Durun bakın, daha nereden nerelere gelmişiz. AKP yönetimine alkış tutmayanların günden güne yoksullaştığı, ağır vergilerin altında ezildiği,12 milyondan fazla Arap’ı beslemek zorunda kaldığı için halkının fukaralaştığı, tarımını-eğitimini erittiği, her sokağa açtığı yarım aydın bile yetiştiremeyen, ortaokul seviyesindeki yüzbinlerce mezunun işsiz-güçsüz dolaştığı ve kapağı yurtdışına atmaya çalışan gençliğiyle yaralı bir Türkiye.
Ordunun vesayetine son verdik sevinciyle ülkeyi siyasetin sorumsuz vesayetine teslim eden bir zihniyetin, bizi nereden nereye getirdiklerine biraz daha bakalım.
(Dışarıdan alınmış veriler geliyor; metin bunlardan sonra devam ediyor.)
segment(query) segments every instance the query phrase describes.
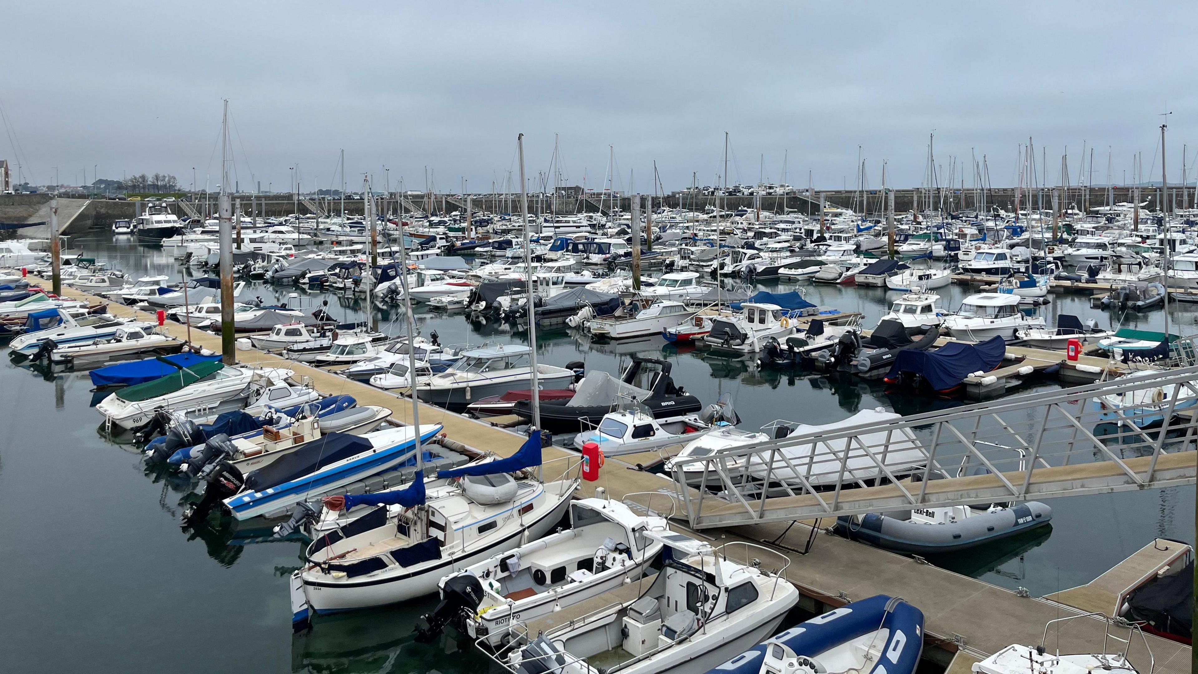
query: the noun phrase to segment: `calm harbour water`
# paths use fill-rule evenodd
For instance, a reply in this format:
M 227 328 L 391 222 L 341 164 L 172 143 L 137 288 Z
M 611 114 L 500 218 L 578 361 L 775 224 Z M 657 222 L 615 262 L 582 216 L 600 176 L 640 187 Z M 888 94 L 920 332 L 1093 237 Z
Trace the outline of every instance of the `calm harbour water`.
M 103 236 L 72 247 L 131 276 L 177 278 L 181 271 L 163 251 L 132 241 Z M 285 301 L 288 291 L 246 290 L 268 301 Z M 815 303 L 863 312 L 869 326 L 887 305 L 883 289 L 805 284 L 804 291 Z M 954 308 L 967 294 L 957 287 L 940 293 Z M 316 294 L 305 302 L 323 299 L 338 318 L 364 315 L 358 300 Z M 1103 326 L 1111 318 L 1077 295 L 1054 295 L 1049 323 L 1055 312 L 1093 315 Z M 395 314 L 383 312 L 382 326 L 404 332 Z M 423 335 L 436 330 L 446 344 L 526 339 L 506 325 L 470 326 L 460 314 L 419 309 L 417 323 Z M 1170 323 L 1196 331 L 1188 311 L 1173 312 Z M 1123 326 L 1161 330 L 1163 313 L 1129 318 Z M 703 402 L 732 393 L 745 428 L 775 419 L 827 423 L 877 407 L 914 414 L 964 404 L 888 395 L 881 383 L 848 375 L 758 372 L 690 349 L 664 349 L 660 338 L 589 345 L 556 331 L 539 343 L 544 362 L 581 360 L 612 373 L 631 354 L 666 357 L 674 379 Z M 1045 383 L 1021 392 L 1055 387 Z M 0 669 L 458 674 L 488 667 L 468 643 L 450 636 L 415 643 L 412 627 L 434 597 L 323 619 L 311 633 L 294 637 L 286 577 L 300 565 L 302 543 L 240 544 L 229 535 L 183 532 L 180 499 L 187 486 L 147 473 L 132 447 L 104 440 L 90 389 L 86 373 L 43 377 L 0 361 L 0 540 L 14 562 L 0 574 Z M 934 561 L 1047 594 L 1089 582 L 1154 536 L 1193 541 L 1193 487 L 1055 499 L 1051 529 Z

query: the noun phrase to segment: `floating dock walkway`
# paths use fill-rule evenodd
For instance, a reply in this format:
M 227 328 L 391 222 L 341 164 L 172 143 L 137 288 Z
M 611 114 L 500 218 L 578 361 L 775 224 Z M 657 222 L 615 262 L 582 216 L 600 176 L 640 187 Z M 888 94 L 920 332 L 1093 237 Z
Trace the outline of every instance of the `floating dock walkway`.
M 42 283 L 44 287 L 49 285 L 47 281 L 42 281 Z M 87 299 L 92 302 L 103 301 L 99 297 L 68 288 L 63 289 L 63 294 Z M 137 315 L 143 320 L 147 315 L 132 307 L 115 303 L 110 305 L 110 313 L 123 317 Z M 163 331 L 180 339 L 187 338 L 187 326 L 182 324 L 168 323 Z M 190 332 L 194 344 L 213 351 L 220 350 L 219 336 L 194 327 Z M 1052 353 L 1043 351 L 1042 354 Z M 1045 356 L 1045 360 L 1054 357 L 1058 356 L 1055 354 Z M 393 411 L 393 419 L 397 421 L 411 422 L 411 401 L 387 391 L 259 350 L 238 350 L 237 359 L 238 362 L 247 365 L 288 367 L 300 377 L 309 377 L 313 385 L 323 393 L 351 395 L 357 398 L 359 404 L 386 407 Z M 501 456 L 514 453 L 526 439 L 513 431 L 456 415 L 441 408 L 422 403 L 419 410 L 422 423 L 441 423 L 450 439 Z M 1192 463 L 1194 452 L 1187 452 L 1187 455 Z M 576 456 L 576 453 L 559 447 L 545 449 L 546 462 Z M 615 457 L 607 459 L 607 464 L 600 471 L 599 480 L 583 482 L 579 495 L 594 495 L 595 489 L 601 487 L 610 498 L 621 500 L 629 498 L 634 503 L 651 505 L 654 510 L 660 510 L 658 506 L 665 499 L 648 494 L 673 495 L 672 500 L 676 503 L 694 498 L 694 493 L 678 494 L 676 482 L 667 476 L 637 470 L 635 464 L 621 461 L 633 458 Z M 939 480 L 936 482 L 952 481 Z M 885 488 L 881 487 L 879 489 Z M 653 503 L 648 503 L 649 500 Z M 678 510 L 674 514 L 680 517 L 683 512 Z M 938 657 L 943 666 L 949 666 L 954 672 L 967 672 L 973 658 L 985 657 L 1014 643 L 1037 644 L 1046 622 L 1088 610 L 1083 609 L 1084 607 L 1066 606 L 1066 602 L 1071 601 L 1073 596 L 1067 592 L 1063 592 L 1058 601 L 1021 596 L 1021 594 L 967 576 L 937 568 L 918 559 L 818 532 L 819 528 L 827 524 L 828 520 L 823 523 L 816 520 L 810 524 L 797 523 L 795 525 L 791 525 L 788 522 L 768 522 L 703 529 L 691 531 L 691 534 L 709 540 L 714 546 L 736 540 L 764 542 L 763 544 L 768 544 L 772 549 L 786 555 L 792 560 L 786 577 L 799 588 L 804 595 L 803 606 L 811 610 L 822 610 L 828 606 L 841 606 L 848 601 L 876 594 L 889 594 L 906 598 L 919 607 L 926 618 L 926 643 L 933 648 L 925 649 L 925 656 Z M 816 531 L 812 531 L 812 525 Z M 676 526 L 684 529 L 682 523 L 676 524 Z M 812 540 L 812 535 L 813 544 L 810 546 L 806 554 L 794 552 L 804 549 L 809 540 Z M 1106 636 L 1106 621 L 1082 619 L 1065 625 L 1067 627 L 1063 628 L 1060 644 L 1064 650 L 1071 652 L 1097 652 L 1101 650 Z M 1126 632 L 1126 630 L 1121 631 Z M 1151 634 L 1146 638 L 1155 658 L 1156 672 L 1164 674 L 1190 672 L 1191 649 L 1188 646 Z M 1048 646 L 1053 648 L 1053 643 L 1049 643 Z M 1132 662 L 1146 674 L 1149 668 L 1143 645 L 1137 648 L 1133 643 L 1130 655 Z

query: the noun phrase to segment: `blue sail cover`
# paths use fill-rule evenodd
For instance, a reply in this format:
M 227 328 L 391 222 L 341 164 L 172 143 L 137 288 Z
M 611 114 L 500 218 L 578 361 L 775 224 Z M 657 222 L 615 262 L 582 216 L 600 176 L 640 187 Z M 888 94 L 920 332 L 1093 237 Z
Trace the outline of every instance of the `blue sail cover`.
M 412 483 L 403 489 L 389 489 L 374 494 L 345 494 L 345 510 L 356 505 L 401 505 L 412 507 L 424 504 L 424 471 L 417 470 Z
M 791 290 L 789 293 L 770 293 L 768 290 L 762 290 L 745 300 L 745 302 L 757 302 L 762 305 L 778 305 L 779 307 L 788 311 L 794 309 L 806 309 L 815 305 L 803 299 L 797 291 Z M 744 302 L 732 302 L 732 311 L 740 311 L 740 305 Z
M 122 362 L 93 369 L 91 383 L 96 386 L 132 386 L 144 381 L 161 379 L 182 368 L 194 367 L 206 361 L 218 361 L 220 355 L 201 356 L 199 354 L 175 354 L 157 359 Z
M 966 377 L 974 372 L 990 372 L 1003 362 L 1006 354 L 1006 342 L 1002 337 L 991 337 L 978 344 L 949 342 L 934 351 L 916 351 L 907 349 L 898 351 L 887 379 L 894 379 L 902 372 L 920 374 L 932 389 L 946 391 L 960 386 Z
M 500 473 L 514 473 L 525 468 L 540 465 L 540 433 L 528 438 L 516 453 L 508 458 L 480 463 L 477 465 L 464 465 L 450 470 L 437 471 L 437 477 L 461 477 L 462 475 L 496 475 Z

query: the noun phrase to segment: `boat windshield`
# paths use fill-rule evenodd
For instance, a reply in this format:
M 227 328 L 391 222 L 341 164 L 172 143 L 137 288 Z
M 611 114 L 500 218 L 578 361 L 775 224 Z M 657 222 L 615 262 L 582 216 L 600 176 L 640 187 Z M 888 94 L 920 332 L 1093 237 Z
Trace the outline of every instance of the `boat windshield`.
M 609 438 L 622 439 L 628 432 L 628 425 L 617 419 L 606 417 L 599 423 L 599 433 Z

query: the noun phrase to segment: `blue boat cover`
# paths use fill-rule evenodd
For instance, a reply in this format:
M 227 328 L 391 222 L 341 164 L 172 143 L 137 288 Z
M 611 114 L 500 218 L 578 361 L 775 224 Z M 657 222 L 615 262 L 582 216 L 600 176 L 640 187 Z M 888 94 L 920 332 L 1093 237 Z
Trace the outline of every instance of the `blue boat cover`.
M 893 606 L 891 606 L 891 602 Z M 888 610 L 889 608 L 889 610 Z M 924 649 L 924 612 L 887 595 L 855 601 L 801 622 L 708 670 L 708 674 L 757 674 L 769 644 L 782 644 L 795 655 L 815 657 L 879 628 L 889 630 L 881 652 L 863 674 L 913 674 Z
M 946 391 L 958 386 L 974 372 L 990 372 L 1003 362 L 1006 342 L 1002 337 L 991 337 L 978 344 L 949 342 L 934 351 L 898 351 L 894 366 L 887 373 L 887 379 L 898 377 L 901 372 L 920 374 L 937 391 Z
M 533 465 L 540 465 L 540 433 L 528 438 L 516 453 L 508 458 L 480 463 L 477 465 L 464 465 L 450 470 L 438 470 L 437 477 L 461 477 L 462 475 L 496 475 L 500 473 L 514 473 Z
M 401 505 L 412 507 L 424 504 L 424 471 L 417 470 L 412 483 L 403 489 L 375 492 L 374 494 L 345 494 L 345 510 L 356 505 Z
M 757 303 L 762 303 L 762 305 L 778 305 L 779 307 L 782 307 L 783 309 L 791 309 L 791 311 L 794 311 L 794 309 L 806 309 L 806 308 L 811 308 L 811 307 L 815 306 L 811 302 L 804 300 L 803 295 L 799 295 L 798 291 L 795 291 L 795 290 L 791 290 L 789 293 L 770 293 L 768 290 L 761 290 L 760 293 L 757 293 L 752 297 L 749 297 L 748 300 L 745 300 L 745 302 L 757 302 Z M 736 312 L 740 311 L 740 305 L 743 302 L 732 302 L 732 311 L 736 311 Z
M 370 440 L 349 433 L 329 433 L 322 438 L 304 443 L 303 446 L 288 456 L 274 459 L 258 470 L 250 470 L 246 476 L 246 491 L 261 492 L 278 487 L 284 482 L 298 480 L 304 475 L 369 451 L 374 445 Z
M 96 386 L 132 386 L 163 378 L 181 368 L 196 363 L 220 360 L 219 355 L 201 356 L 199 354 L 175 354 L 157 359 L 122 362 L 91 371 L 91 383 Z
M 25 332 L 37 332 L 38 330 L 49 330 L 62 323 L 59 315 L 59 309 L 42 309 L 40 312 L 31 312 L 25 317 Z

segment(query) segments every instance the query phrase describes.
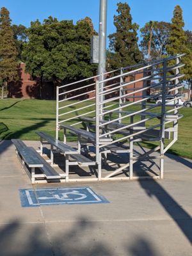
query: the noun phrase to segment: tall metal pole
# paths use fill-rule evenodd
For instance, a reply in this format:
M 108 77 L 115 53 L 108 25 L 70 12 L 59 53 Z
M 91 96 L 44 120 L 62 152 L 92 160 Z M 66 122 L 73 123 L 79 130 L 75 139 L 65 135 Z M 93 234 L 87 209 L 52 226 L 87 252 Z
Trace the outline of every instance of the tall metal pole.
M 108 0 L 100 0 L 98 74 L 106 72 Z
M 106 72 L 106 32 L 107 32 L 107 4 L 108 0 L 100 0 L 99 13 L 99 65 L 98 74 L 99 81 L 104 79 L 103 74 Z M 99 84 L 99 91 L 103 92 L 104 83 Z M 104 97 L 100 97 L 100 101 L 103 100 Z M 102 112 L 102 105 L 100 106 L 100 112 Z

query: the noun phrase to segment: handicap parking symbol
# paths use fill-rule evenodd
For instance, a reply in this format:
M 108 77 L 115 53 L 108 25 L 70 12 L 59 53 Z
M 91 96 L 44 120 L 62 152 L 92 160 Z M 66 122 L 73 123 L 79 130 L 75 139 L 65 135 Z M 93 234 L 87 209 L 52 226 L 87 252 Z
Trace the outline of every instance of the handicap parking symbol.
M 89 187 L 24 189 L 20 189 L 20 197 L 22 207 L 109 203 Z

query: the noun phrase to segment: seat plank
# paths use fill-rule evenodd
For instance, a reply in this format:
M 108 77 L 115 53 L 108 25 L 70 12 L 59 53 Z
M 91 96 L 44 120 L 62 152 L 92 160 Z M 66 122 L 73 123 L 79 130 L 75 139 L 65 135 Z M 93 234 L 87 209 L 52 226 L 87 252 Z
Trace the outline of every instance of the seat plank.
M 33 148 L 29 147 L 29 148 L 31 149 L 31 152 L 33 152 L 34 154 L 36 156 L 36 157 L 42 163 L 43 166 L 40 168 L 40 169 L 42 170 L 47 179 L 61 179 L 61 176 L 56 172 L 56 171 L 53 169 L 51 165 L 49 164 L 49 163 L 43 157 L 42 157 Z
M 43 163 L 40 161 L 36 154 L 32 150 L 33 148 L 28 147 L 20 140 L 12 140 L 12 141 L 23 161 L 29 167 L 43 167 Z
M 105 148 L 109 149 L 111 152 L 113 153 L 129 153 L 130 152 L 130 149 L 128 147 L 125 147 L 120 145 L 117 143 L 111 144 L 105 146 Z
M 84 156 L 79 154 L 78 155 L 69 155 L 73 159 L 76 160 L 80 164 L 95 165 L 95 163 Z
M 51 136 L 43 132 L 36 132 L 36 133 L 42 138 L 44 139 L 49 143 L 54 146 L 58 149 L 60 150 L 62 152 L 68 154 L 79 154 L 78 151 L 67 144 L 63 143 L 58 140 L 55 140 Z
M 95 140 L 95 134 L 93 132 L 88 132 L 88 131 L 83 130 L 79 128 L 75 128 L 72 126 L 67 125 L 60 125 L 60 127 L 63 129 L 67 129 L 70 130 L 77 134 L 81 135 L 82 137 Z

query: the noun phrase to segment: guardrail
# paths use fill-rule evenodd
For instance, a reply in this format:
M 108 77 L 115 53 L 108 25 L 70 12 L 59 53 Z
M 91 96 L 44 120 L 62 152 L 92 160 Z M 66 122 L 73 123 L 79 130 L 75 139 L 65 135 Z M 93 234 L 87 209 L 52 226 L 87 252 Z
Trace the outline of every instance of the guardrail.
M 81 116 L 91 115 L 95 119 L 96 162 L 98 166 L 101 166 L 103 148 L 127 140 L 131 148 L 127 164 L 131 179 L 134 142 L 139 138 L 142 140 L 143 135 L 147 132 L 150 134 L 150 131 L 155 129 L 156 132 L 157 130 L 160 142 L 158 148 L 161 156 L 160 176 L 163 178 L 162 156 L 178 138 L 178 120 L 181 118 L 179 110 L 182 107 L 179 106 L 179 99 L 182 97 L 179 95 L 179 89 L 183 87 L 179 81 L 184 76 L 181 73 L 181 69 L 184 66 L 181 63 L 181 58 L 184 55 L 177 54 L 150 63 L 139 63 L 58 86 L 56 138 L 58 138 L 60 124 L 69 122 L 70 125 L 77 125 L 82 123 Z M 161 99 L 161 103 L 158 105 L 148 102 L 154 98 L 154 95 L 150 95 L 148 91 L 156 88 L 158 88 L 158 91 L 155 97 Z M 172 99 L 167 100 L 167 97 L 170 95 Z M 77 101 L 73 102 L 77 99 Z M 86 106 L 78 108 L 78 104 L 82 102 L 85 102 Z M 168 106 L 168 104 L 170 106 Z M 66 112 L 68 108 L 72 109 Z M 102 120 L 106 120 L 107 116 L 109 116 L 109 119 L 103 122 Z M 136 120 L 134 120 L 136 117 Z M 112 124 L 119 124 L 122 126 L 116 125 L 115 129 L 108 128 L 105 130 L 105 127 Z M 173 140 L 164 147 L 166 126 L 168 125 L 170 128 L 171 124 L 172 129 L 170 129 L 170 131 L 173 132 Z M 122 131 L 129 133 L 114 137 Z M 106 137 L 113 138 L 113 140 L 104 144 L 101 140 Z M 125 165 L 124 169 L 127 164 Z M 119 171 L 115 171 L 115 174 L 122 170 L 124 168 L 121 167 Z M 100 168 L 99 173 L 101 179 Z M 107 177 L 109 178 L 108 176 Z

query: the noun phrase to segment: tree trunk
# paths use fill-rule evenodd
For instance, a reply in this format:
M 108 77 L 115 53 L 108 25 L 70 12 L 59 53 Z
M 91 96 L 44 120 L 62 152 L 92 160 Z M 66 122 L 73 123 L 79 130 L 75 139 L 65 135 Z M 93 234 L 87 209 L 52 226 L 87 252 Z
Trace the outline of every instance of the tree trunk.
M 3 83 L 1 87 L 1 99 L 3 100 L 4 98 L 4 83 Z
M 43 77 L 41 76 L 40 83 L 39 84 L 39 97 L 40 99 L 42 99 L 42 86 L 43 86 Z
M 191 100 L 191 88 L 192 88 L 192 82 L 189 84 L 189 94 L 188 94 L 188 100 Z

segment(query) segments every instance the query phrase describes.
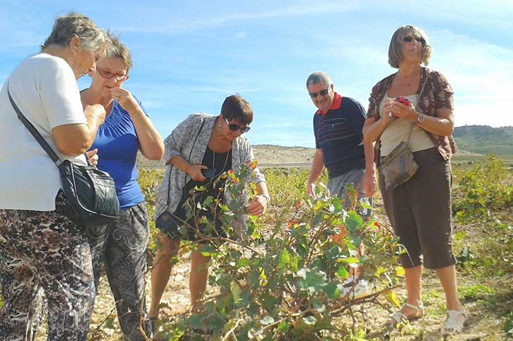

Attı mı mangalda kül bırakmayan yönetimimiz, son yıllarda üç-beş kulaç ötemizdeki adalarımızı bile tek tek Yunanistan’a kaptırdı. Uluslararası anlaşmalarla bize ait olan o adalarda şimdi Yunan bayrağı dalgalanıyor, Yunan askeri tam teçhizat nöbet tutuyor, ciddi yerleşimler oluyor. Kaş’ın karşısındaki Meis’in 20-30 hatta 50 misli büyüklüğündeki adalar elimizden kayıp gidiyor da oralı bile olmuyoruz.
Bir Gazze tutturmuşuz gidiyoruz. Filistin için, Hamas için yırtınıyoruz adeta. İsrail’in soykırımına elbette hepimiz lanet okuyoruz, bu insanlık suçunun durdurulmasını ve hesabının mutlaka verilmesini elbette istiyoruz ama bir gece ansızın İsrail’de olmak tehdidiyle neden gülünç duruma düşüyoruz ki. İsrail’in arkasında Amerika var. O Amerika ki PKK’ya destek oluyor, Yunanistan’la iş birliği ve tatbikatlar yapıp, sınırlarımıza güçlü üsler kuruyor, aramızdaki ittifak ve anlaşmaları hiçe sayıyor da buna sesimizi çıkaramıyoruz. Ama Müslüman terör örgütlerine yan bakan olursa aslan kesiliyoruz. Bu nasıl iştir?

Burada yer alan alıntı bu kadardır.